If the Norwegian interests that own the Maud – the wreck of an expedition ship once commanded by the legendary polar explorer Roald Amundsen – can raise the funds needed to recover and restore the vessel, the Canadian government should issue the necessary permits and bid it adieu.
A group from Norway has acquired ownership of the wreck, which sank at Cambridge Bay in 1930. They have ambitious plans to restore the Maud, which sailed under Amundsen on a North Pole expedition in 1918 and was named for Norway’s queen. Eventually, they hope the ship will form the centrepiece of a museum in Norway. The idea seems fanciful, as the vessel has deteriorated seriously over eight decades, and the cost just to recover the Maud and transport it would run into many millions of dollars.
Amundsen is, however, a towering figure in polar exploration. In 1905 he became the first to successfully navigate the Northwest Passage, a feat that had eluded the British for much of the preceding century. In 1911, he also became the first to reach the South Pole, beating out Captain Robert Falcon Scott. It was Amundsen’s experience with dogs and sledges in the Canadian Arctic that gave him the edge over Scott.
An expedition ship that belonged to this great explorer should, one would have thought, have been deemed by Canada a national treasure. In fact, like so many other heritage sites in the Arctic, it has been left to indifference and neglect. The same story applies to other significant wrecks, expedition sites, and abandoned Hudson’s Bay Co. and RCMP outposts throughout the Arctic.

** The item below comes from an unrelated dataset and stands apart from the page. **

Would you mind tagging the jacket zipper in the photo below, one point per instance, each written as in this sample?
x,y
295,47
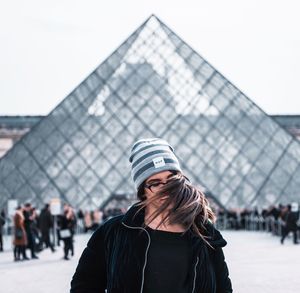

Some Cambridge Bay residents have belatedly awoken to the value of the Maud, and a few dozen people have added their names to a Web petition asking the federal Heritage Department not to issue a permit allowing for the Maud’s removal. This is a welcome development, but it hardly amounts to a national awakening. Canada pays little heed to the non-indigenous heritage of the Arctic and should not stand in the way of those who do.